On avait tenté depuis nos dernières réconciliations de ne plus aborder de conversation sujette à polémique, mais nos caractères sont tels qu'on ne peut s'empêcher de tout faire pour obtenir ce qu'on veut savoir Mais nous n'avons pas toujours les mots qu'il convient d'avoir dans ces moments là et un mot en dépassant un autre on finit toujours par claquer la porte. Et encore une fois c'est moi qui l'ai claquée. Je n'ai pas supporté de me sentir "accusée" d'une faute que je n'ai pas faite. Et même si je l'avais faite, en aucune façon tu aurais eu le droit de m'accuser comme tu l'as fait.

Je ne suis pas toute blanche, je le sais, et tu le sais aussi. Tout comme je sais que tu ne l'es pas non plus mais nous fonctionnons comme ça depuis plus de 7 ans.

Quoiqu'il en soit aujourd'hui j'ai pu faire un constat. Je n'en souffre pas. Bien sûr que tu me manques, mais pas à en souffrir. Peut-être me manqueras-tu bien plus, plus tard, peut-être me dis-je inconsciemment que nous deux de toute façon c'est pour la vie et que quoi qu'il arrive on reviendra toujours.
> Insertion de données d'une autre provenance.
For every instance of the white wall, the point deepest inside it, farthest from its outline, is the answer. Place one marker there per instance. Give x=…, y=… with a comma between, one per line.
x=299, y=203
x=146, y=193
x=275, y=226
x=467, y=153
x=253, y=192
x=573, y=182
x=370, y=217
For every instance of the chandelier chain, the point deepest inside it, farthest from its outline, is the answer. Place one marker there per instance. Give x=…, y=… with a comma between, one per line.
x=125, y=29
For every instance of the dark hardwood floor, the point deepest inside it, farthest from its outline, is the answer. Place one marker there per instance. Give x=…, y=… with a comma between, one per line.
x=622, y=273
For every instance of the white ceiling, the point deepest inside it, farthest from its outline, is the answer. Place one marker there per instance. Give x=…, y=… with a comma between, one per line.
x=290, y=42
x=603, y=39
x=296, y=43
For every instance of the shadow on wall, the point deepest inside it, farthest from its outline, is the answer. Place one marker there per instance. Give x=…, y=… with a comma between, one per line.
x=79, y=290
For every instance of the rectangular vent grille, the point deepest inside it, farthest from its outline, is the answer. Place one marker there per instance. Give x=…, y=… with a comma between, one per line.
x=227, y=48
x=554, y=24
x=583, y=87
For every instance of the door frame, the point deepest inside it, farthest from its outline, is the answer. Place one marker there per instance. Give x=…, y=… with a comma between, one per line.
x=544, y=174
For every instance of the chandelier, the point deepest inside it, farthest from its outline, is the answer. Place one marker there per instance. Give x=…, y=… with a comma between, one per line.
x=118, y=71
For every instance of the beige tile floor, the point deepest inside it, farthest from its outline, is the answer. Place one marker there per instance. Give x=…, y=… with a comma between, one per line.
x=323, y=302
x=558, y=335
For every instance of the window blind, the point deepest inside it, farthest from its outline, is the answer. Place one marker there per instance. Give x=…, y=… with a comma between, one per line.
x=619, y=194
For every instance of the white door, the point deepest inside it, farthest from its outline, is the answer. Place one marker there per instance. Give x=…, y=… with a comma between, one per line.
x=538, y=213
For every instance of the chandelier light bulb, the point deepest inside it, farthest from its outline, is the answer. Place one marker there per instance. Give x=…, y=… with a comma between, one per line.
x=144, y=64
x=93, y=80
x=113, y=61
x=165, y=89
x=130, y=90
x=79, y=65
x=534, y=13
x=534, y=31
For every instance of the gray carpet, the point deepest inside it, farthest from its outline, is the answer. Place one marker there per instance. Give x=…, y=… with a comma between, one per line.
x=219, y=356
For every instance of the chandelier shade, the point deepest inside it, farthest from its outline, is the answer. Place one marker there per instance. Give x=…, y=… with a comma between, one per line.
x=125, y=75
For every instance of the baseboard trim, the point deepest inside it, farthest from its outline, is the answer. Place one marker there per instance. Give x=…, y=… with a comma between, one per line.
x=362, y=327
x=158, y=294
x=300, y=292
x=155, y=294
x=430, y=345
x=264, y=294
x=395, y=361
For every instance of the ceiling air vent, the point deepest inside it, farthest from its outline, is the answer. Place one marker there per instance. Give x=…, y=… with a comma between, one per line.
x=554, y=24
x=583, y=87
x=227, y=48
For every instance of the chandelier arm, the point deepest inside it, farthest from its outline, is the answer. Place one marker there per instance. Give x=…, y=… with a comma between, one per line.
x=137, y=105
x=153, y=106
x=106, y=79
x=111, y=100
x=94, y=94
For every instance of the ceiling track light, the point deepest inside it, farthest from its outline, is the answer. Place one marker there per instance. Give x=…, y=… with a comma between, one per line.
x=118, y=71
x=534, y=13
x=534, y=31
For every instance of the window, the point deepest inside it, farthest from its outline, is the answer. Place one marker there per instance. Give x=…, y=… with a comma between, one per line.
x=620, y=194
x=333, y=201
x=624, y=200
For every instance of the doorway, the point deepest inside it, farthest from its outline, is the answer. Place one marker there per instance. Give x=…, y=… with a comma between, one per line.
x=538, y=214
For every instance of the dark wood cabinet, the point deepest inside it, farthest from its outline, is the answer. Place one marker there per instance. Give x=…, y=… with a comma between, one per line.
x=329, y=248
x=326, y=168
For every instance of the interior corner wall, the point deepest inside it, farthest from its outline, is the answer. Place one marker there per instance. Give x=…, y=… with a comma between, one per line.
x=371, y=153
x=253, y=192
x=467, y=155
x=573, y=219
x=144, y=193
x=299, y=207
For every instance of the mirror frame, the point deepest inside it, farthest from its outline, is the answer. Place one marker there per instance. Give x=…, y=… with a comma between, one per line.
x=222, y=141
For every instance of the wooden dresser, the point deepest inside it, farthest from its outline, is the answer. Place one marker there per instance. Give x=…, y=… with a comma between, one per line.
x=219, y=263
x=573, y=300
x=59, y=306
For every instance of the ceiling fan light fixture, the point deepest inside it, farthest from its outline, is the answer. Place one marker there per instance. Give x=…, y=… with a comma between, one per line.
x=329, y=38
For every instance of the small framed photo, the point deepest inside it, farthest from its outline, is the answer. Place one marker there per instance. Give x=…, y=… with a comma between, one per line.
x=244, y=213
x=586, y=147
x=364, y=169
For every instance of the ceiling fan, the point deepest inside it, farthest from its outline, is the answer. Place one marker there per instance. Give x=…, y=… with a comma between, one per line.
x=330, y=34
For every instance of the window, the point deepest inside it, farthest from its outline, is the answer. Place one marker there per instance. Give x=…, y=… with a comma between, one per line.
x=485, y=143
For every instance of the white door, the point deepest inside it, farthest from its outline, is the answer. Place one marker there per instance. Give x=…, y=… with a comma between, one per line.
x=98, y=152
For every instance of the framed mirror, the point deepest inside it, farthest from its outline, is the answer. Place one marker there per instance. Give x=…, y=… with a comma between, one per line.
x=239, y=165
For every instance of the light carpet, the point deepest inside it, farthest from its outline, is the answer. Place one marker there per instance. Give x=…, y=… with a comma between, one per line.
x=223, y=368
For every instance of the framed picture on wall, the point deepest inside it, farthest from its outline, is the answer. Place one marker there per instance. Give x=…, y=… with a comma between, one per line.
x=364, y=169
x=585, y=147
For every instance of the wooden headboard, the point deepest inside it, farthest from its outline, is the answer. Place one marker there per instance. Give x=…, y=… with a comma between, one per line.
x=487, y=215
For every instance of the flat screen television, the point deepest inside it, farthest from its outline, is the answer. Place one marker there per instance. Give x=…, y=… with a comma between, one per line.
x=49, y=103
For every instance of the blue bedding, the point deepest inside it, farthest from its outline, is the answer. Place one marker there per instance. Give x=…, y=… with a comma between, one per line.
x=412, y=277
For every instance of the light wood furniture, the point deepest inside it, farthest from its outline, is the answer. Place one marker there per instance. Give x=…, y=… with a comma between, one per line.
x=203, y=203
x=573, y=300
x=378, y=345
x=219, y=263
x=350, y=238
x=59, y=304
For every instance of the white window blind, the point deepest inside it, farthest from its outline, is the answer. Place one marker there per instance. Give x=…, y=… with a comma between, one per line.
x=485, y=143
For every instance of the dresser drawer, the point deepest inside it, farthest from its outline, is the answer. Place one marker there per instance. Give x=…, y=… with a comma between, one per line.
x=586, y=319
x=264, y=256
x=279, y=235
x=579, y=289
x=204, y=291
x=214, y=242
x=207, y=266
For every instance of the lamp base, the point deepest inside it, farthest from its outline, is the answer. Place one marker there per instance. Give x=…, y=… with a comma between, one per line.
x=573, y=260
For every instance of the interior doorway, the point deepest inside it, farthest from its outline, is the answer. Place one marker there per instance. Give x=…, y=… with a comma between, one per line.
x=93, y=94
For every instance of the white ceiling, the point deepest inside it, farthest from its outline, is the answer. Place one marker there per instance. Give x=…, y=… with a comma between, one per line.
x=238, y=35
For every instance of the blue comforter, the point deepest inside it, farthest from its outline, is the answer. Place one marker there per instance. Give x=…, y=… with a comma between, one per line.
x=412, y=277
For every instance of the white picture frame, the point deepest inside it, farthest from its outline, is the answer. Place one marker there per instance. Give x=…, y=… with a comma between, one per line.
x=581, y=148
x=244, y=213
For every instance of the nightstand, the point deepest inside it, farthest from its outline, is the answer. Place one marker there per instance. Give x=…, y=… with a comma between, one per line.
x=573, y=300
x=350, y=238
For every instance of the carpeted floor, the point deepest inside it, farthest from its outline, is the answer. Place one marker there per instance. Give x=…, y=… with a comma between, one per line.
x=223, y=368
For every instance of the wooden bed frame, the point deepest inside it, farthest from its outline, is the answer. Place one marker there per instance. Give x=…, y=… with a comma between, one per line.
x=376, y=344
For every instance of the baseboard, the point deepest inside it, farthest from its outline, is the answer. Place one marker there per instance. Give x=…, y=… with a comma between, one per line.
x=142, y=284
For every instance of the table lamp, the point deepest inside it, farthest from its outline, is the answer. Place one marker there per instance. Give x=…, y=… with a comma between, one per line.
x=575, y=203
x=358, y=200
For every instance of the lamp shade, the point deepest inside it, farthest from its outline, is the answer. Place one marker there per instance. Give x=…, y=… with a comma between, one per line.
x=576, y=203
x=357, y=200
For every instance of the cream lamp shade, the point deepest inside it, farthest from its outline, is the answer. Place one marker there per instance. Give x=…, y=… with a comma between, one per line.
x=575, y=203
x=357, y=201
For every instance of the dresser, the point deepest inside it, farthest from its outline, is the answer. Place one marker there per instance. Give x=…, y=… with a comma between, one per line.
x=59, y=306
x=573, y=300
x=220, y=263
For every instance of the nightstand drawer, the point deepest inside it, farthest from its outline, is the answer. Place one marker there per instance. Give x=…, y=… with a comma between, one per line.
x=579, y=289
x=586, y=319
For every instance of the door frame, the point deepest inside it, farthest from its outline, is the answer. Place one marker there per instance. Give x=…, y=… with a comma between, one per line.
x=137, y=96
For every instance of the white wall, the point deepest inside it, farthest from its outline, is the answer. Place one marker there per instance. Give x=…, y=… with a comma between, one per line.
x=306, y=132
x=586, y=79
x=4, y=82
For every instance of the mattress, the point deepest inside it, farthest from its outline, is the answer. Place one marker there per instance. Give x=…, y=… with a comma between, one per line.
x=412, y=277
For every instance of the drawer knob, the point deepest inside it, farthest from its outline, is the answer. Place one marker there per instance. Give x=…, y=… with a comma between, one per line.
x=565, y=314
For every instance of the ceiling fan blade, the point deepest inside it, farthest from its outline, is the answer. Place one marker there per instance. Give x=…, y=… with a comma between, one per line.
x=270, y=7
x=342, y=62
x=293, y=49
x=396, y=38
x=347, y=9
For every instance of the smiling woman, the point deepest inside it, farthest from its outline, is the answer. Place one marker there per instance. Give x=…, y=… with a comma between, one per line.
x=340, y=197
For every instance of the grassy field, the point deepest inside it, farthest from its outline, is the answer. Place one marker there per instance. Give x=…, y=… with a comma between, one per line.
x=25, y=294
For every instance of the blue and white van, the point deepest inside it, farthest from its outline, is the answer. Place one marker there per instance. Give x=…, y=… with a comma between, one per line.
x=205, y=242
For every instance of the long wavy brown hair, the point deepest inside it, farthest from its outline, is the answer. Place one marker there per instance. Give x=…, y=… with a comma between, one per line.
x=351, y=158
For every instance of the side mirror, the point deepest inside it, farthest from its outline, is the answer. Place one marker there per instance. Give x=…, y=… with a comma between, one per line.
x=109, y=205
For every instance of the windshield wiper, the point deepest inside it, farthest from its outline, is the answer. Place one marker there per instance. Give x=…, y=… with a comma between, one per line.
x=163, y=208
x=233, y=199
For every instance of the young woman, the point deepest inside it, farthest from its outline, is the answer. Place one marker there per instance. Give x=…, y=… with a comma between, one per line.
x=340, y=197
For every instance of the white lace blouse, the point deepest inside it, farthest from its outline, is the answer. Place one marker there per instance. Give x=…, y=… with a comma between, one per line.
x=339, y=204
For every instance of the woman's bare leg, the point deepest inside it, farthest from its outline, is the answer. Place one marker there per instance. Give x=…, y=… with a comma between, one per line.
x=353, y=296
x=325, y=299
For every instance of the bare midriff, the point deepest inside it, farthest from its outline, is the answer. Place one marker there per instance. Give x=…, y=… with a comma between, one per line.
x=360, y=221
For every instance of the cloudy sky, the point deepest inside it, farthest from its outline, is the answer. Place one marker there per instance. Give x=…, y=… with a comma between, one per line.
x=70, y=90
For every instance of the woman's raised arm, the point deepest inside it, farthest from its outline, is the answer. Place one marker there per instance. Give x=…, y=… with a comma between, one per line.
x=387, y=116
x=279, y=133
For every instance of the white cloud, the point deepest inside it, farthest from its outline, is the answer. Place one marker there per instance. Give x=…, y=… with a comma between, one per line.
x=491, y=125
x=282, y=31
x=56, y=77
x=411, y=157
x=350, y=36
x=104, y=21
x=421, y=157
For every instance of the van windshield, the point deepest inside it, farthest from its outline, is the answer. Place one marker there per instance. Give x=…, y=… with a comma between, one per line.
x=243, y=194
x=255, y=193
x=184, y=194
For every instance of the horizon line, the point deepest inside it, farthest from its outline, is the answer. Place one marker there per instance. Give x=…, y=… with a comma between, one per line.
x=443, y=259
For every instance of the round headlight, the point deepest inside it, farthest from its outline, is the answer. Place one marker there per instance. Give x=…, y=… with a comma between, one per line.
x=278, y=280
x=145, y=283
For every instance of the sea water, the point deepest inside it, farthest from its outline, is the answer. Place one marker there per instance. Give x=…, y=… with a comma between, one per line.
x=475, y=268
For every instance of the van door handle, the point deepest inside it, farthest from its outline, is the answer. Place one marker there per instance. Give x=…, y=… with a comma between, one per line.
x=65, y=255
Sauf que depuis 7 ans, c'est toujours moi qui suis revenue. Et que là j'en ai assez de faire le pas qu'il faut pour ne pas te perdre.

Alors si tu lis ceci, parce que je sais bien que tu n'as jamais respecté l'interdiction que j'avais imposée, dis-toi bien que ce pas je ne le ferais pas. Je suis fatiguée de toujours tout pardonner et de revenir te chercher à chaque fois que nous avons été en froid.